Berlin - Der Ego-Shooter “Crysis 2“ ist Donnerstagabend mit dem Deutschen Computerspielpreis ausgezeichnet worden. Die Union hatte die Nominierung dieses Spiels scharf kritisiert.

Der Titel des Frankfurter Entwicklers Crytek habe “technologisch, qualitativ und ökonomisch weltweit Publikum und Fachwelt überzeugt und begeistert“, begründete die Jury ihre Wahl für das beste deutsche Spiel. Bereits vor der Entscheidung hatte das Action-Szenario eine politische Kontroverse ausgelöst: Die Unionsfraktion im Bundestag kritisierte nach der Nominierung, dass “sogenannte Killerspiele“ nicht honoriert werden dürften. Anbieter Crytek erhält 50.000 Euro Preisgeld.

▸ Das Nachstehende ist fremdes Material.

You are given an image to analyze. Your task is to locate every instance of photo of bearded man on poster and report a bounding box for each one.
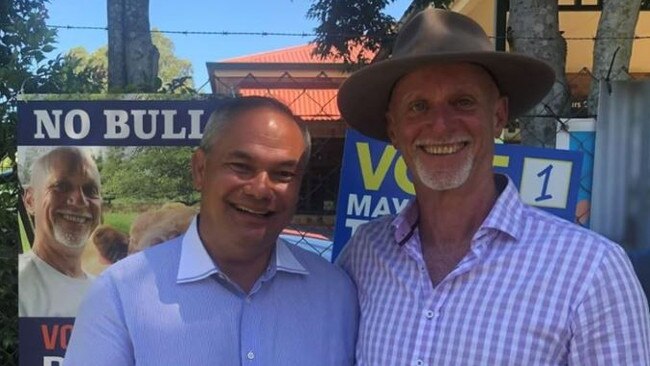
[18,147,102,317]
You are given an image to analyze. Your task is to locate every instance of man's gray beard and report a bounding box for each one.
[54,224,92,249]
[415,156,474,191]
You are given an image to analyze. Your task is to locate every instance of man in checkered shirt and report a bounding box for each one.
[338,9,650,366]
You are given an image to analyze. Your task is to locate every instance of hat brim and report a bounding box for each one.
[337,52,555,142]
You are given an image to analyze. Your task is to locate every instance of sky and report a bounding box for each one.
[47,0,411,92]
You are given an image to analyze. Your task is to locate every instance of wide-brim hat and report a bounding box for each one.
[337,8,555,141]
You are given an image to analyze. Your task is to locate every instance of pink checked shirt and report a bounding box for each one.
[339,176,650,366]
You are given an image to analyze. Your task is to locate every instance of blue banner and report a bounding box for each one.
[18,318,74,366]
[333,129,582,258]
[17,99,225,146]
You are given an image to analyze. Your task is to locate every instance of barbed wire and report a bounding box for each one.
[46,24,650,41]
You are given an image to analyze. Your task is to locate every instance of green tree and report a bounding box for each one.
[100,146,198,205]
[307,0,452,64]
[0,0,56,365]
[65,28,194,93]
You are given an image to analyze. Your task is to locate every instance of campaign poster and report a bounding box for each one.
[333,129,582,258]
[17,95,220,366]
[555,118,596,228]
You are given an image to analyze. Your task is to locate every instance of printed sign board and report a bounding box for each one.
[333,130,582,257]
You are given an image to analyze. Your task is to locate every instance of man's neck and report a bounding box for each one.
[211,247,272,294]
[197,223,275,293]
[32,239,86,278]
[417,175,498,246]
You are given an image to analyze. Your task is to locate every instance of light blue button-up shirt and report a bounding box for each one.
[65,219,358,366]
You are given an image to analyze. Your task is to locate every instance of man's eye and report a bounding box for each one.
[52,182,71,193]
[84,184,99,198]
[226,163,254,178]
[454,97,476,109]
[273,170,297,183]
[228,163,250,173]
[408,100,427,113]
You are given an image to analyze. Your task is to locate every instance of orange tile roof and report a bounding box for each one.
[221,43,372,64]
[239,89,341,121]
[221,43,372,121]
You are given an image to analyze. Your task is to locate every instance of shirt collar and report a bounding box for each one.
[176,216,309,283]
[391,174,524,243]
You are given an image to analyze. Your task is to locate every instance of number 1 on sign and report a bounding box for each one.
[535,164,553,202]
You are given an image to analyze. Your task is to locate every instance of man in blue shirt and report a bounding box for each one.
[65,97,358,366]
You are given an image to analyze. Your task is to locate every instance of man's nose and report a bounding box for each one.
[426,105,453,131]
[244,172,273,199]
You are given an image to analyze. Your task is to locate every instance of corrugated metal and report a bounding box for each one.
[591,80,650,248]
[239,89,341,121]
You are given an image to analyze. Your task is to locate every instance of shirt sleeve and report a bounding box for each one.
[64,273,135,366]
[569,244,650,366]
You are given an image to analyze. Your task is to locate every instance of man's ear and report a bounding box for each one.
[192,148,206,192]
[494,96,508,139]
[385,112,397,148]
[23,187,35,216]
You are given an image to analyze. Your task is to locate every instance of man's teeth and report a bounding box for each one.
[421,143,464,155]
[61,214,89,224]
[236,206,268,215]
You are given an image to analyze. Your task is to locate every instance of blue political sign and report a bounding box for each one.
[333,129,582,258]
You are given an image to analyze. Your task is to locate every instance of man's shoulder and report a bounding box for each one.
[102,236,182,282]
[284,243,352,287]
[522,206,624,256]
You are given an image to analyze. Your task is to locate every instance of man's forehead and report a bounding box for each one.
[48,154,99,182]
[390,62,498,101]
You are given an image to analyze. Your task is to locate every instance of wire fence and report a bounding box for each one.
[0,64,644,365]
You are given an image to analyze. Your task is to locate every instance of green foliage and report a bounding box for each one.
[104,212,138,234]
[307,0,453,64]
[0,0,63,365]
[65,29,195,94]
[99,146,198,205]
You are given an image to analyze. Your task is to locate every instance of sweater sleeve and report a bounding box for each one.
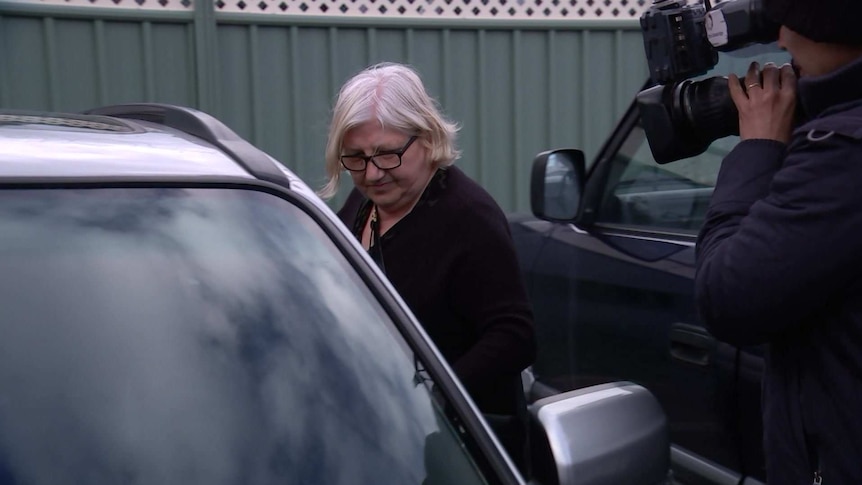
[449,201,536,386]
[696,136,862,344]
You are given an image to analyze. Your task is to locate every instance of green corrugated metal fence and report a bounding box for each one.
[0,0,647,210]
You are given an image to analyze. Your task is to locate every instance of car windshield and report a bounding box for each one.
[0,188,485,485]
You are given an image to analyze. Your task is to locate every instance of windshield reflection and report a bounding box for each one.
[0,189,486,484]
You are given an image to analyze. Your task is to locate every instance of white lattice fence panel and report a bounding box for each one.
[22,0,194,11]
[216,0,651,19]
[21,0,652,20]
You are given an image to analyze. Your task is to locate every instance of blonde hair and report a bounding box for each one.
[318,62,461,199]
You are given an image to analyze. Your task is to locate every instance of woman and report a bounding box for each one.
[321,63,536,463]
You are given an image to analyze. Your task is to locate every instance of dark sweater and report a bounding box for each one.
[696,54,862,485]
[338,167,536,414]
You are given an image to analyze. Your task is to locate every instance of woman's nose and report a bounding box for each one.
[365,160,385,180]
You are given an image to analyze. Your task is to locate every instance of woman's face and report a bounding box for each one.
[341,121,435,215]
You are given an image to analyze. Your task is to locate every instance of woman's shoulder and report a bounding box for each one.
[445,167,505,225]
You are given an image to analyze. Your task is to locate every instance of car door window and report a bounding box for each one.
[596,125,738,233]
[596,46,789,235]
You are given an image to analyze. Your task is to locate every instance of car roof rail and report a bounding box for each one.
[84,103,290,188]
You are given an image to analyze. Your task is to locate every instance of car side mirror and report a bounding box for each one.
[530,148,586,221]
[529,382,670,485]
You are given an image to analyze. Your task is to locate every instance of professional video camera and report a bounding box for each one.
[637,0,779,163]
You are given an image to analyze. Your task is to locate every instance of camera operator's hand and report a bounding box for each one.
[728,62,796,143]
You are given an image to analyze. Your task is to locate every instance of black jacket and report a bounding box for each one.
[338,167,536,414]
[696,59,862,485]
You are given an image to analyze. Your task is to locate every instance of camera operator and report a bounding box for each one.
[696,0,862,484]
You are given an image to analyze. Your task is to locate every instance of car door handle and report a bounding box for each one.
[670,323,715,366]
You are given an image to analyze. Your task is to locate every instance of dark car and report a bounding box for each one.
[0,105,669,485]
[510,53,786,485]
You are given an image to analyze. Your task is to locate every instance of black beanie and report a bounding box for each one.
[765,0,862,45]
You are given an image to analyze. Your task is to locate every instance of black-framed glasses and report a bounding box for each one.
[341,135,419,172]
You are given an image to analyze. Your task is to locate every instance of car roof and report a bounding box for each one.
[0,119,251,177]
[0,104,289,187]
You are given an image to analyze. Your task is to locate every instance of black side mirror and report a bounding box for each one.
[530,148,586,221]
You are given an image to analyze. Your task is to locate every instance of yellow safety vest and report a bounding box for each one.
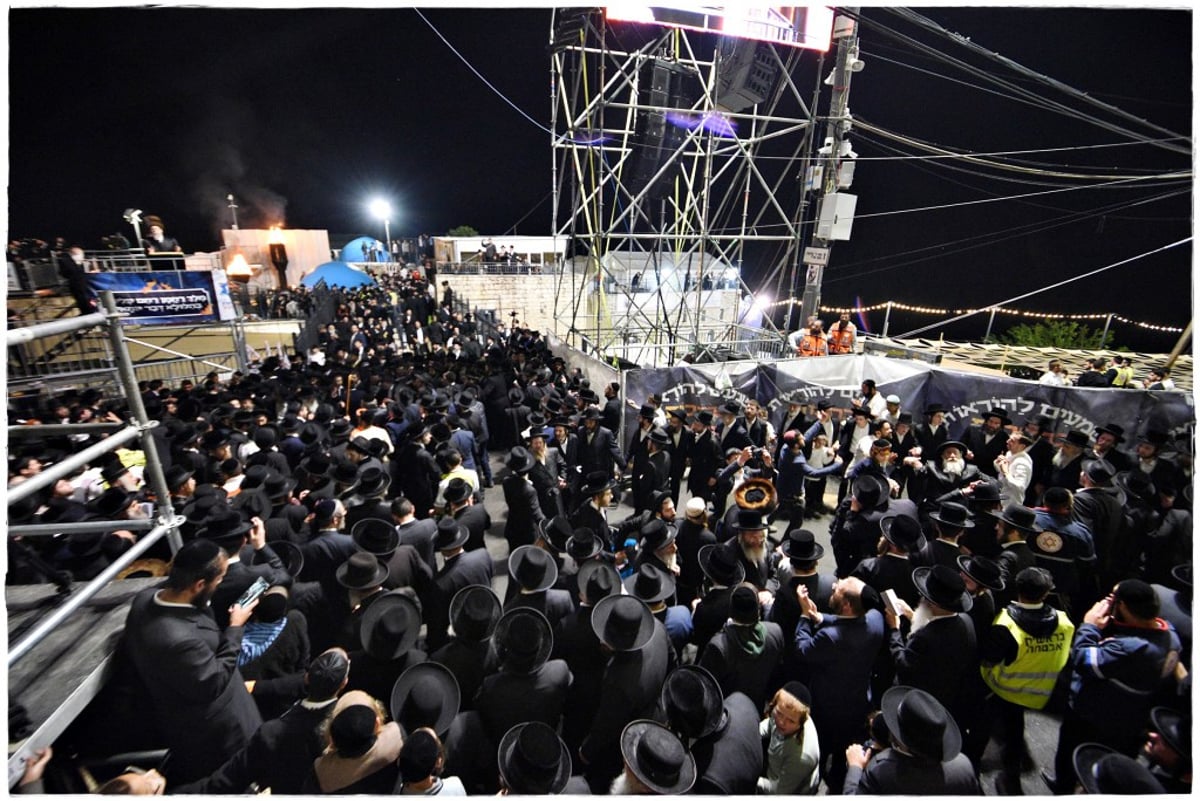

Zu den weiteren Preisträgern zählen das Adventure “Harveys neue Augen“ vom Hamburger Entwickler Daedalic Entertainment (bestes Jugendspiel), das Kinderspiel “The Great Jitters: Pudding Panic“ vom Berliner Anbieter kunst-stoff und der für iPhone und iPad entwickelte Titel “Das verrückte Labyrinth HD“ von Ravensburger Digital. Bei den Serious Games - Spielen mit Informations- und Bildungshintergrund - setzte sich die Kunsthalle Bremen mit der Anwendung “Vom fehlenden Fisch - Die geheimnisvolle Welt der Gemälde“ durch.

Nach Streit diskutiert Bundestags-Ausschuss

Den Deutschen Computerspielpreis tragen die Branchenverbände BIU und GAME gemeinsam mit dem Kulturstaatsminister. Er soll die Entwicklung “innovativer, kulturell und pädagogisch wertvoller Computer- und Videospiele“ fördern. Die Preisträger bestimmt eine unabhängige Jury. Nach dem Streit um das nur für Erwachsene freigegebene “Crysis 2“ kündigte Kulturstaatsminister Bernd Neumann (CDU) am Donnerstagabend Beratungen im Kulturausschuss des Bundestags über eine Neufassung der Vergabekriterien an.